Carousels
A moving network of mini-conversations. No one has the whole picture, so we build it together.
Why use this process
Carousels is a lively alternative to traditional information sharing. Instead of sitting through slide decks, people follow their curiosity and engage in short conversations around the room.
It’s a great way to:
- turn passive listening into active conversations
- encourage movement and choice
- surface diverse insights and ideas
- democratise and distribute knowledge
- build collective understanding
Overview
In this interactive format, subject-matter sharers (aka “experts”) are stationed around the room. Participants move between them over a series of timed rounds. Each round features a 3-minute lightning talk followed by a 7-minute discussion.

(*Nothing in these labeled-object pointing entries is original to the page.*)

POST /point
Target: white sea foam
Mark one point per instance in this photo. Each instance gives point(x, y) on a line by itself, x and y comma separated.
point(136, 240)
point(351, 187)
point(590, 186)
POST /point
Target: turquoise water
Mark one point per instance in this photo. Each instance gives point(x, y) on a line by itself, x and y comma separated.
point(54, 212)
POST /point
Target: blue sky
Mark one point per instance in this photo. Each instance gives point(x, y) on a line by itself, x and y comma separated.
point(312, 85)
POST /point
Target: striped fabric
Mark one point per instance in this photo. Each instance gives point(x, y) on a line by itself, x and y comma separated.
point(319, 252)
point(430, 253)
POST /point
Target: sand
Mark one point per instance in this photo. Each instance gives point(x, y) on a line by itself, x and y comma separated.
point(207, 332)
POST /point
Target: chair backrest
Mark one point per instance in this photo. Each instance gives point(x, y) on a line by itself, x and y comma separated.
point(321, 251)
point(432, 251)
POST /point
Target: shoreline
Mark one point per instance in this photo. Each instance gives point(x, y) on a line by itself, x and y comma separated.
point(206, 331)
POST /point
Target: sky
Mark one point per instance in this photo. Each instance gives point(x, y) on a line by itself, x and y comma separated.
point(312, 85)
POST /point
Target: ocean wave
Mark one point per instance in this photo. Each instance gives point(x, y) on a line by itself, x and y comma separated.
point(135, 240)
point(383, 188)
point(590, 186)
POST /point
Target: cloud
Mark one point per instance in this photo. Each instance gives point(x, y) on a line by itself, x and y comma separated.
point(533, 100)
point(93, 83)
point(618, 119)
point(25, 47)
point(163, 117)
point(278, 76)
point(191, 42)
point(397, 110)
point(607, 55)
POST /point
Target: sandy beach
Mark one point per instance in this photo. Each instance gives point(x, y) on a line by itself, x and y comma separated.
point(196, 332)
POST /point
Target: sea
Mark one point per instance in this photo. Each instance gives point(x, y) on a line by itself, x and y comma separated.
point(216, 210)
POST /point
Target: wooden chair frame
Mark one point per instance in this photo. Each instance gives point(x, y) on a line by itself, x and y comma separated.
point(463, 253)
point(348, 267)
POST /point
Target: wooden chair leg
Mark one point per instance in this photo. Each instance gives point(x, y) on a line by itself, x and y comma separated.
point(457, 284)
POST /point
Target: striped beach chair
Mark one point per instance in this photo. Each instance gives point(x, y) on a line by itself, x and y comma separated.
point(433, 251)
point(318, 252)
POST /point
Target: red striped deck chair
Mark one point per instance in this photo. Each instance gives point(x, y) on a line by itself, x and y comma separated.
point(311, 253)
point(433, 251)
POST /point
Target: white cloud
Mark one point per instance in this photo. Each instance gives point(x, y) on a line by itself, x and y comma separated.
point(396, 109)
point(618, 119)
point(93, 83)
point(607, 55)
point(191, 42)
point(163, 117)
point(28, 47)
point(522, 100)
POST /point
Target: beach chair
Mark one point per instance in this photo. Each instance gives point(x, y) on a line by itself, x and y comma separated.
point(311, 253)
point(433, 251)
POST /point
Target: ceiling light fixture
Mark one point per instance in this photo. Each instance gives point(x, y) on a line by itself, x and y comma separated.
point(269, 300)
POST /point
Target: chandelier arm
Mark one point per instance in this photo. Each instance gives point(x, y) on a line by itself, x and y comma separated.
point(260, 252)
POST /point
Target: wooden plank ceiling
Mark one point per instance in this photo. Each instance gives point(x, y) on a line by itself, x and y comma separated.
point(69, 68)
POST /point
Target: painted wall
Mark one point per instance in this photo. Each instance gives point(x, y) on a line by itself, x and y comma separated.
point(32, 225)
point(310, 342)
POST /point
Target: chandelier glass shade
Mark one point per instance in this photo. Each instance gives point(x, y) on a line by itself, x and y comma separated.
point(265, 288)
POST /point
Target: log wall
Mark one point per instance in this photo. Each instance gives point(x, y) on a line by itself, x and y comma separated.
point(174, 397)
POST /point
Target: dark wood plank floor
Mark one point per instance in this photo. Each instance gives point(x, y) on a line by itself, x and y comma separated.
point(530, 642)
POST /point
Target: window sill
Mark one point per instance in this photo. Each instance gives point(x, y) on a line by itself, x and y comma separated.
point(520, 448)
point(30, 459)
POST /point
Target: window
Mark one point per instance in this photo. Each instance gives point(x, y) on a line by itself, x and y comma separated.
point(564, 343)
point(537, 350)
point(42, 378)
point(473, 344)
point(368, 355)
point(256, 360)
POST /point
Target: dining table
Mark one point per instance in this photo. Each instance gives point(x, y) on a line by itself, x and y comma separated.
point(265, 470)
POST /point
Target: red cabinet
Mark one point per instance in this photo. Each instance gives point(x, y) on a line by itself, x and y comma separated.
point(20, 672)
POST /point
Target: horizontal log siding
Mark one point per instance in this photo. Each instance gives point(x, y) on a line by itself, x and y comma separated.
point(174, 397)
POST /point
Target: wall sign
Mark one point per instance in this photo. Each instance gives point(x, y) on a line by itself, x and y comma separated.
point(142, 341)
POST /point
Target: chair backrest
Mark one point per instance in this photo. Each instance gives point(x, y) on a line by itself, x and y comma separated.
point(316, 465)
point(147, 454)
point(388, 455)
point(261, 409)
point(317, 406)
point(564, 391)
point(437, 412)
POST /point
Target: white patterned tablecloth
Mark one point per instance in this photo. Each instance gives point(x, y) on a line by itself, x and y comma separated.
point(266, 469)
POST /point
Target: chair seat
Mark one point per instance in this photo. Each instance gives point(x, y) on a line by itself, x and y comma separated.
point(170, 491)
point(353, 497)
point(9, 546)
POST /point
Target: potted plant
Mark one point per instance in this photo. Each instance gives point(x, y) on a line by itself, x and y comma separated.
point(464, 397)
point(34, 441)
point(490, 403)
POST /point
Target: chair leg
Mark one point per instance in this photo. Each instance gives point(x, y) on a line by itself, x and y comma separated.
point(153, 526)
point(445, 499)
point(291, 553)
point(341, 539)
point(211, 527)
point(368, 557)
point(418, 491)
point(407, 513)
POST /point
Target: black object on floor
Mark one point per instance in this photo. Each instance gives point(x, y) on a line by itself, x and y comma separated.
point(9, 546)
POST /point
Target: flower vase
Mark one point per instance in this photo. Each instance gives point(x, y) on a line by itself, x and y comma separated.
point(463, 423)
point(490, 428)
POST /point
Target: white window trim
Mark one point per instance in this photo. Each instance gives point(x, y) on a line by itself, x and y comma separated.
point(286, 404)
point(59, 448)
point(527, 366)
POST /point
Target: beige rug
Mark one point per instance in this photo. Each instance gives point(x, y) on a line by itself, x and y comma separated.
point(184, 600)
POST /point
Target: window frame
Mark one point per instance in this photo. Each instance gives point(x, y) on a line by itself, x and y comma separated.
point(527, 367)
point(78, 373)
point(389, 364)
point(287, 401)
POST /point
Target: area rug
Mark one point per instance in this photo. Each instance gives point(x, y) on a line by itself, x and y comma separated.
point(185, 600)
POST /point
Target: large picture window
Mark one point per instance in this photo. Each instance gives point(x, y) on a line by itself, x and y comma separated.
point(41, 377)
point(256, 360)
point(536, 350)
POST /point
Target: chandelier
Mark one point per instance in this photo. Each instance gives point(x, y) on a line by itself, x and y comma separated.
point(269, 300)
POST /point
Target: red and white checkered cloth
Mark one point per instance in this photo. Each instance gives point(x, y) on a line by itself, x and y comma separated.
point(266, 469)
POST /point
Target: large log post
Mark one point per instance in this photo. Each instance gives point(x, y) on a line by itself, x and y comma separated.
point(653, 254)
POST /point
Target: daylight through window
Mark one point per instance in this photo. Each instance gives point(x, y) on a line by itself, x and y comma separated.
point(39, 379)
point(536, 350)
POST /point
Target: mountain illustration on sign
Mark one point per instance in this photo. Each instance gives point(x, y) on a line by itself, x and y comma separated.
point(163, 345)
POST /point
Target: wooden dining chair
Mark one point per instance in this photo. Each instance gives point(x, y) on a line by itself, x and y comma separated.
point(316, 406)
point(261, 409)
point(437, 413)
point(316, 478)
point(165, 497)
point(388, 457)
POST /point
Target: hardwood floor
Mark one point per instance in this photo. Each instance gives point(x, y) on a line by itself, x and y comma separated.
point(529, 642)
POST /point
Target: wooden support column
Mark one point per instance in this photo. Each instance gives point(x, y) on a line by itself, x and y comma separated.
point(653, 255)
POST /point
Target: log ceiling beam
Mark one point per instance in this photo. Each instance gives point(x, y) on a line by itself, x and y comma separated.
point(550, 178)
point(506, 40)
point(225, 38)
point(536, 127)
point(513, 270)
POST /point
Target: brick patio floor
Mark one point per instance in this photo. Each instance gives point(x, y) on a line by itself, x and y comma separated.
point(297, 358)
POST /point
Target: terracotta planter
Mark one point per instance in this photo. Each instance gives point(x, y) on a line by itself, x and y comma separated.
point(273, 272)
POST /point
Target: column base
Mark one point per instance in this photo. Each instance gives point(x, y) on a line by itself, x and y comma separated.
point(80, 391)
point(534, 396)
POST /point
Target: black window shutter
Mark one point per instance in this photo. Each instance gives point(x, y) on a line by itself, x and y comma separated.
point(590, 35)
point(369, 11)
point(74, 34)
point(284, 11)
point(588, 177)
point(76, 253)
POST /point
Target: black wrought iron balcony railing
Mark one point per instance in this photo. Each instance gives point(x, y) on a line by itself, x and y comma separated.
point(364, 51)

Because there are more carousels than time to visit them all, participants need to share and compare insights afterwards, encouraging distributed learning, memory, and meaning-making.
Carousels help to:
- Animate dry or complex material
- Get people physically moving
- Connect people & ideas
- Foster informal peer-to-peer learning
- Avoid death-by-powerpoint
Activity flow
Set-Up
- 4–6 sharers (“experts”)
- Each prepares a single insight, idea, story, or question.
- Each is stationed at a location in the room, usually with a visual prompt or object to talk to.
- Everyone else gathers in small groups at the carousels
Round Format
- Each round = 10 minutes
- 3 minutes: lightning talk
- 7 minutes: discussion / questions
- At the end of each round, participants “follow their feet” to a new carousel.
- Adjust timings to suit but ten minutes per round seems to be the sweet spot
Repeat for 3–4 rounds
If you have 5 experts then have fewer rounds 3 or 4 rounds so people can’t get to every station. This creates a self-organising, networked learning pattern. Each participant gets a personalised path through the material.
Optional market space round
Let participants mingle and share what they learned from different carousels – or time this activity just before a break.
Optional Closing:
Bring the group together for a quick share of key takeaways.
Notes
- Prep matters. A 3-minute talk goes quickly. Help sharers distill it down to the essence.
- Encourage memorable anchors: one powerful image, object, statistic or diagram helps make talks memorable.
- The best sharers are clear, curious, and concise not encyclopedic.
- Can also be used for storytelling, sharing lived experience, or provocations.
- Can be entirely self-organised in the moment. Invite participants to host carousels on the fly, Open Space style. Emphasise: you don’t have to be an expert—just willing to hold space for a conversation.